Logo

A Comprehensive Benchmark for Fine-Grained Video Motion Understanding

Introduction

Multimodal Large Language Models (MLLMs) have shown remarkable capabilities in video content understanding but still struggle with fine-grained motion comprehension. To comprehensively assess the motion understanding ability of existing MLLMs, we introduce FAVOR-Bench, comprising 1,776 videos with structured manual annotations of various motions. Our benchmark includes both close-ended and open-ended tasks. For close-ended evaluation, we carefully design 8,184 multiple-choice question-answer pairs spanning six distinct sub-tasks. For open-ended evaluation, we develop both a novel cost-efficient LLM-free and a GPT-assisted caption assessment method, where the former can enhance benchmarking interpretability and reproducibility.

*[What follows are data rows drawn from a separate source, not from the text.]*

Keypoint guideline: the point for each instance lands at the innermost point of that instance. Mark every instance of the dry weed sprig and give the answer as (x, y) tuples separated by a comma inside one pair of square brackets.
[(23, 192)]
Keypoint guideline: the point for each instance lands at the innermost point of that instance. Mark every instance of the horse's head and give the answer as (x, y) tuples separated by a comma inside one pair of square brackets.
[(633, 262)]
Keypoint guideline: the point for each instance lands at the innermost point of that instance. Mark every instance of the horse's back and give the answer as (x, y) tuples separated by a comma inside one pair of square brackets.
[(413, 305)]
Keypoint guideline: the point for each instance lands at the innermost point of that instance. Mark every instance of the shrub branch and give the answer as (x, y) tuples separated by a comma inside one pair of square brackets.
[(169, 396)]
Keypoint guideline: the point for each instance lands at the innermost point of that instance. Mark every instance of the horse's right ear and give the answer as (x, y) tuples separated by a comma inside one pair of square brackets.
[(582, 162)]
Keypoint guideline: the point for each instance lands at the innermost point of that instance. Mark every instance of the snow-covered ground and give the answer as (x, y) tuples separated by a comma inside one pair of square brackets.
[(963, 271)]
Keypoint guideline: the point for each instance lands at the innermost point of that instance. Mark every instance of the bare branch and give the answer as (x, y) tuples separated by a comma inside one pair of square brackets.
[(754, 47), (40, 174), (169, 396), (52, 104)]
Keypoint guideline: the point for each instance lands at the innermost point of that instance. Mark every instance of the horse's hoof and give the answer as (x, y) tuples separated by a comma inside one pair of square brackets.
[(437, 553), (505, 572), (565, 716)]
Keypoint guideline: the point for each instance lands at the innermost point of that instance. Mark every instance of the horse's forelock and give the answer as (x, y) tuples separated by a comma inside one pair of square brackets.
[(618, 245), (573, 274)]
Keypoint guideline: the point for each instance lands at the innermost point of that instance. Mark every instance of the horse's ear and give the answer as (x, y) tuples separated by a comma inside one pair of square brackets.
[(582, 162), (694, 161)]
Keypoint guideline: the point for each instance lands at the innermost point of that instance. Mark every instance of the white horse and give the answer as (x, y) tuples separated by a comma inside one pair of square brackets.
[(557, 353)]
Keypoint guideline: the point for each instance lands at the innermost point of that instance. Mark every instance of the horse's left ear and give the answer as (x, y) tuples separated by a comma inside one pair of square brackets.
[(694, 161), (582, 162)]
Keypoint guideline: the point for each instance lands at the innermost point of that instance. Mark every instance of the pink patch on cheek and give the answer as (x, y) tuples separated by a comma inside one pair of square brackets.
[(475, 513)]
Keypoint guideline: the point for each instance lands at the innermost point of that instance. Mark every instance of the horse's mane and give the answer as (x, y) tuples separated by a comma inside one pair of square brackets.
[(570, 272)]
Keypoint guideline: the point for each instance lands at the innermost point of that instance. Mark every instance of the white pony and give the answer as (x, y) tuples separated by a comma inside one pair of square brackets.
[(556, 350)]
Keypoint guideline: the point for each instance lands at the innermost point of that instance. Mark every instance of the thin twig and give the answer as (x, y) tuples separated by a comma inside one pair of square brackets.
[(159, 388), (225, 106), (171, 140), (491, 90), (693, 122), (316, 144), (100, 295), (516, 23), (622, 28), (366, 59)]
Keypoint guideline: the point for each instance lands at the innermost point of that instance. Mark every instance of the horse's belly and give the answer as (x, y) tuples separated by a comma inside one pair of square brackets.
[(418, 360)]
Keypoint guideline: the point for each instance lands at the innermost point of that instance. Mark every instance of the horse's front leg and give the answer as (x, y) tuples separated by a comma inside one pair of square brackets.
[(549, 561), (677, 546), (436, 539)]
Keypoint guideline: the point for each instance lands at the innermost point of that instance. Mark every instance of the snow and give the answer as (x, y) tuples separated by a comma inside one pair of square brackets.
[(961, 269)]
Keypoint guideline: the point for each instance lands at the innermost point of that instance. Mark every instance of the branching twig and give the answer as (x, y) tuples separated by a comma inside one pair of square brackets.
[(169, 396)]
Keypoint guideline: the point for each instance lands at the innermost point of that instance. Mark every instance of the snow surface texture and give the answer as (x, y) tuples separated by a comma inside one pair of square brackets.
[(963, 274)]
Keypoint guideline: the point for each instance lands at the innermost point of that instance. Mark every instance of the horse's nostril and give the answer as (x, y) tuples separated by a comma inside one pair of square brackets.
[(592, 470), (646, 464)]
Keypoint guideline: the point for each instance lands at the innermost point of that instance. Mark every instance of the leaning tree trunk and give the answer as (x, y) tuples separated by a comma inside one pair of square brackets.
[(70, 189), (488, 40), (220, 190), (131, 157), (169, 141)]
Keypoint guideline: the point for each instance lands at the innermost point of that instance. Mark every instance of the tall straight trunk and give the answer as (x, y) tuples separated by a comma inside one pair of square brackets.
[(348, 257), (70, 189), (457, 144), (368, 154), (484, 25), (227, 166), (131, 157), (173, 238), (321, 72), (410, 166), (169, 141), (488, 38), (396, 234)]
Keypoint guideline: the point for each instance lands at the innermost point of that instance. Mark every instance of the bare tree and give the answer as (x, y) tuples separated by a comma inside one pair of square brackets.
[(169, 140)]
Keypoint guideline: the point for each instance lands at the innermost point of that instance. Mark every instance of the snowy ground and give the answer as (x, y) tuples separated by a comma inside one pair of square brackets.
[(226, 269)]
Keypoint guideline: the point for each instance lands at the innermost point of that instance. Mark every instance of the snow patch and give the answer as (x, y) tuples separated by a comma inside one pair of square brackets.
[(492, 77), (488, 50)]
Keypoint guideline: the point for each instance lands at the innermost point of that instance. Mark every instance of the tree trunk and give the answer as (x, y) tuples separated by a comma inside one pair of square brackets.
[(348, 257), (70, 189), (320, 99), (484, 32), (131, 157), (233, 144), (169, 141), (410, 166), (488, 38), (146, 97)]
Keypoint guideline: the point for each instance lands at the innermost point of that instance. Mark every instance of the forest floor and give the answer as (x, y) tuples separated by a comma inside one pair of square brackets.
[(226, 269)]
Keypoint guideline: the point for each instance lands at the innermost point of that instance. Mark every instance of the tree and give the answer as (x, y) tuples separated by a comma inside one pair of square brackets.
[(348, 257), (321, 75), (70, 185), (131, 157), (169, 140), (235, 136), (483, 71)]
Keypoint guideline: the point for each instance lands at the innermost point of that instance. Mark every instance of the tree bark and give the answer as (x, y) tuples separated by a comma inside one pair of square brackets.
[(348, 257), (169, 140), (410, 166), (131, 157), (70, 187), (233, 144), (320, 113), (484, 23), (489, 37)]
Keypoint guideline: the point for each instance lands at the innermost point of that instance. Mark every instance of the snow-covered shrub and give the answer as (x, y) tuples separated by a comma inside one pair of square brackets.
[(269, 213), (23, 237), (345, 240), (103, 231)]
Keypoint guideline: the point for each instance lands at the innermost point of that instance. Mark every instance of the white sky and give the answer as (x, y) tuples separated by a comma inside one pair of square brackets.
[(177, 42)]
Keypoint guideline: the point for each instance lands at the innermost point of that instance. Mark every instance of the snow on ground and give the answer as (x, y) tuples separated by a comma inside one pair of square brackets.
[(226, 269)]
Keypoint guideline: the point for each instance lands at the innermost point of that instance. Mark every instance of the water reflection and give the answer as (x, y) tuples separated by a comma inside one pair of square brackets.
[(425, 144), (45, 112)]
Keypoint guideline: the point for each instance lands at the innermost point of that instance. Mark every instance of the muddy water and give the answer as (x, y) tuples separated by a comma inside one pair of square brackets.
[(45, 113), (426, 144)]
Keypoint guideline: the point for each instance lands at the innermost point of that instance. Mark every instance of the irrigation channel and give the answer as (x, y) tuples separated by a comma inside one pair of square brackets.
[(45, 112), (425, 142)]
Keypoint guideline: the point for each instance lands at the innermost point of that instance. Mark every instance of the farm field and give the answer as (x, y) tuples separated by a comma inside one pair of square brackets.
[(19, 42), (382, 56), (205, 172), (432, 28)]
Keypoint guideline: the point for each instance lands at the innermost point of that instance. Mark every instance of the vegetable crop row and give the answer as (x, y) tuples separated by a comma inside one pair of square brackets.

Comprehensive experiments with 21 state-of-the-art MLLMs reveal significant limitations in their ability to comprehend and describe detailed temporal dynamics in video motions. To alleviate this limitation, we further build FAVOR-Train, a dataset consisting of 17,152 videos with fine-grained motion annotations. The results of finetuning Qwen2.5-VL on FAVOR-Train yield consistent improvements on motion-related tasks of TVBench, MotionBench and our FAVOR-Bench. Comprehensive assessment results demonstrate that the proposed FAVOR-Bench and FAVOR-Train provide valuable tools to the community for developing more powerful video understanding models.

Leaderboard

Evaluation results on FAVOR-Bench. Click on a specific indicator (such as ALL) to view the corresponding ranking list.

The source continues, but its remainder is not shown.